MUNICH (Reuters) - BMW’s (BMWG.DE) chief executive said on Thursday it was too early to plan for possible changes affecting the company’s British carmakers Mini and Rolls-Royce if Britons vote in the national referendum on June 23 to leave the European Union.
“There is no point in speculating about a plan B,” Harald Krueger told the company’s annual meeting in Munich.
Should Britain choose to leave the European Union, BMW will use the ensuing two-year transition period, to decide what to do next, Krueger said.
Ian Robertson, BMW’s board member in charge of sales and a former head of Rolls-Royce, told Reuters that he would prefer it if Britain remained in the European Union but also said that the company had not drawn up contingency plans.
“There is no Plan B. I’m doing my part to support the ‘stay’ campaign,” he said on the sidelines of the meeting.
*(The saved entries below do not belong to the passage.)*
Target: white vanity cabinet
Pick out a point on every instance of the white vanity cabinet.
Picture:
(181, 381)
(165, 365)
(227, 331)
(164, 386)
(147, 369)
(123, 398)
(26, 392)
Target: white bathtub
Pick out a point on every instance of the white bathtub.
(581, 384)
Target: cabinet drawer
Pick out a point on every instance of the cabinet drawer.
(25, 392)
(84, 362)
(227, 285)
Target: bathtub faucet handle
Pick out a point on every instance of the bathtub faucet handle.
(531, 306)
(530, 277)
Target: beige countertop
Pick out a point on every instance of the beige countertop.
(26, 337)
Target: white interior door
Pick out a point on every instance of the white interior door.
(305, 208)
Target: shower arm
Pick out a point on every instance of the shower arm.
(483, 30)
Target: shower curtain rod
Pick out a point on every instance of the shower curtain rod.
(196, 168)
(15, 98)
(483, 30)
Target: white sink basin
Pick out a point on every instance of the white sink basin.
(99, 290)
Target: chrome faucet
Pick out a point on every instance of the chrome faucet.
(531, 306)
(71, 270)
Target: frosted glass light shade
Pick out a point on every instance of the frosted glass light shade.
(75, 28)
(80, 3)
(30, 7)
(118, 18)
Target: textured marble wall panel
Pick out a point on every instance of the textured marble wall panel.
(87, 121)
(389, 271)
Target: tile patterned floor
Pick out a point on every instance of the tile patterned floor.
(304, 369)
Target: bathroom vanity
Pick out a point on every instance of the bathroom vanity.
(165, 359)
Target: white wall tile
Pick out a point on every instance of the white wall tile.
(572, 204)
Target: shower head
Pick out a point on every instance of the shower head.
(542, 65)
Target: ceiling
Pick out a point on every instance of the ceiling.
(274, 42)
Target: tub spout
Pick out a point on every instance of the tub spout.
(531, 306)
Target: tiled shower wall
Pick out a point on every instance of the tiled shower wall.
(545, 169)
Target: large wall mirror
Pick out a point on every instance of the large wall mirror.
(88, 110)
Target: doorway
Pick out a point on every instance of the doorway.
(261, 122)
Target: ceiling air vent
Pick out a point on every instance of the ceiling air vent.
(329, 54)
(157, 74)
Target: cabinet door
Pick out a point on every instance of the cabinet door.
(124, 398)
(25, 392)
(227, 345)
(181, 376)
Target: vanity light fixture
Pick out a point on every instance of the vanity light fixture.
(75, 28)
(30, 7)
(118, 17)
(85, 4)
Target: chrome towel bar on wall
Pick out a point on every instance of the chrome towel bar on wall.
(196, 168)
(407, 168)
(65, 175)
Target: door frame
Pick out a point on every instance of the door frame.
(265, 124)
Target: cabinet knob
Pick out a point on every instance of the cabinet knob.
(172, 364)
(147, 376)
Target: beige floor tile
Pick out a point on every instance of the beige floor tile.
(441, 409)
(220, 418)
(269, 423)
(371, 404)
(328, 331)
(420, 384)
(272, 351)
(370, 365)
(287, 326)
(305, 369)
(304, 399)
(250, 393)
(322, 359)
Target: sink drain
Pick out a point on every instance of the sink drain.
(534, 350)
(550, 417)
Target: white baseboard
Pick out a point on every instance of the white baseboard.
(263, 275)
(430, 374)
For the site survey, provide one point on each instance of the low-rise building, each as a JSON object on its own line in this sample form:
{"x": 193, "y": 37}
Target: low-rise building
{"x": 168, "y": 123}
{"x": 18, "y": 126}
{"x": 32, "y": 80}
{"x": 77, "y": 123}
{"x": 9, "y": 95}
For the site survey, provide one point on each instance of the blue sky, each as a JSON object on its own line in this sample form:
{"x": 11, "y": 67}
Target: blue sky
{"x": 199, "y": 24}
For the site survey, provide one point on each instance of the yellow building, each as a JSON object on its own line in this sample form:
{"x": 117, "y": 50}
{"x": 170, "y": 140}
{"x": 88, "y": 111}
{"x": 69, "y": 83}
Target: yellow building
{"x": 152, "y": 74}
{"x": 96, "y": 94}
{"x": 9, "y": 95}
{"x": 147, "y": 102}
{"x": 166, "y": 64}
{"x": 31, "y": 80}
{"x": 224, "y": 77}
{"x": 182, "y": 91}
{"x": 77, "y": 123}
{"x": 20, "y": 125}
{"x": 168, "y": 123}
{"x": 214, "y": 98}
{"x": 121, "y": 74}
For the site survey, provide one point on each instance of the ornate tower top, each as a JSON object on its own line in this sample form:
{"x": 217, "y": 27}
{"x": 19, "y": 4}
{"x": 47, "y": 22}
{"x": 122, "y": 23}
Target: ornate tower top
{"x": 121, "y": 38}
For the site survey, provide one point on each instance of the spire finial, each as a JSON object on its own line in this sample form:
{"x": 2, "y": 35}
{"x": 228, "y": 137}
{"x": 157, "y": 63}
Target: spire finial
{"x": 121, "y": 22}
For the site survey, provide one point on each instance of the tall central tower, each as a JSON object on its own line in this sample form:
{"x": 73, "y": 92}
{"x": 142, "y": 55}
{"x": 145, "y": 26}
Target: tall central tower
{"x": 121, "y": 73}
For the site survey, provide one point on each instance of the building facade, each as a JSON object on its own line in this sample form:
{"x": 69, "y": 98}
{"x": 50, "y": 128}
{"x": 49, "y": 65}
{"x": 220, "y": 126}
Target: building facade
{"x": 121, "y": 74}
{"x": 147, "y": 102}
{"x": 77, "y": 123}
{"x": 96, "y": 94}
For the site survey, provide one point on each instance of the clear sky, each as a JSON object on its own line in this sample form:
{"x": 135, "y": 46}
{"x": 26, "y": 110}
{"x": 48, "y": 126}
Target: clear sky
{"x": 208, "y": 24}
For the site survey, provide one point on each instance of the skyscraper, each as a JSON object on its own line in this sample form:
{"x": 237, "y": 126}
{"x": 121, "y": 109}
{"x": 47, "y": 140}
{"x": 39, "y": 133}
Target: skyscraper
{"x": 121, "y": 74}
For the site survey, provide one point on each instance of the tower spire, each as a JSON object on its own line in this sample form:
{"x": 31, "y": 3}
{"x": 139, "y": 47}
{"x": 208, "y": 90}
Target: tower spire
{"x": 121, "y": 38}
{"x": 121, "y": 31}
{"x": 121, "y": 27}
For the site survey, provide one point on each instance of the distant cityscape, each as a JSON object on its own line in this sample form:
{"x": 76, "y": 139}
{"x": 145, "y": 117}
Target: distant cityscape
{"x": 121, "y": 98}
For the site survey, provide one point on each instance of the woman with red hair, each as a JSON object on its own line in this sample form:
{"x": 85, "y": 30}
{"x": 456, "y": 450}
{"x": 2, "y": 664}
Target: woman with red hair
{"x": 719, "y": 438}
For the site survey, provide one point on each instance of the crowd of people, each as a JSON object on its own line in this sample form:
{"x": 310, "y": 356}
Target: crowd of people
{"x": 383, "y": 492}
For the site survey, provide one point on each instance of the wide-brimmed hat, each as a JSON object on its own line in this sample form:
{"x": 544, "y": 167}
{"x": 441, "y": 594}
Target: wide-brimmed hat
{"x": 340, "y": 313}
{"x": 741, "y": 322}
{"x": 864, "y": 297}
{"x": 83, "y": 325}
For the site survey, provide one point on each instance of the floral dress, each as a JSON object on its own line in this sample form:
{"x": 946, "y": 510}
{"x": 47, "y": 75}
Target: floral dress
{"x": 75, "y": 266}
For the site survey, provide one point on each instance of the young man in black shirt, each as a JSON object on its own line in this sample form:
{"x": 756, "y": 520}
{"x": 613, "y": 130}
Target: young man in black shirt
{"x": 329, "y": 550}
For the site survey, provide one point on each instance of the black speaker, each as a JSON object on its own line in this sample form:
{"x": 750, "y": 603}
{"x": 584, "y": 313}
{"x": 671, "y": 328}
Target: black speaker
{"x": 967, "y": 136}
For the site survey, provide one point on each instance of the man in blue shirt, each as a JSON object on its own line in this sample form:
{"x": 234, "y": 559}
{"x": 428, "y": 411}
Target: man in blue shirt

A departure from the European Union would not be good, because of the long-term uncertainty about work permits for European Union citizens working in the United Kingdom, as well as for Britons working in continental Europe.
At the Mini factory in Oxford where 4,500 staff work, there are 70 nationalities. And in Goodwood, southern England, where Rolls-Royce cars are made, the 1,600 staff come from 30 different nations, BMW said.
BMW declined to comment on whether it would shift more production of Mini vehicles to continental Europe, where production in limited numbers takes place in the Netherlands and Austria.
VDL Nedcar, the Netherlands-based contract manufacturer also declined to comment on whether it stands to gain business from a Brexit.
Joost Govaarts, director of VDL Nedcar, said the contract manufacturer’s future depended primarily on whether they were a competitive factory to make cars.
Because VDL has press, paint and body shops in addition to the production line, many tasks can be completed locally. “We can save transportation and packing costs by pressing parts in-house,” Govaarts explained.
“At the end of the day it is related to the total business case and the total cost of producing a car. Logistics costs will be taken into account.”
On being asked whether political uncertainty such as Brexit, currency swings as well as some volatility in demand were factors that could help contract manufacturers like VDL Nedcar win business, Govaarts said, “We are confident about our growth perspective, whether it is related to BMW or the possibility of acquiring new customers.”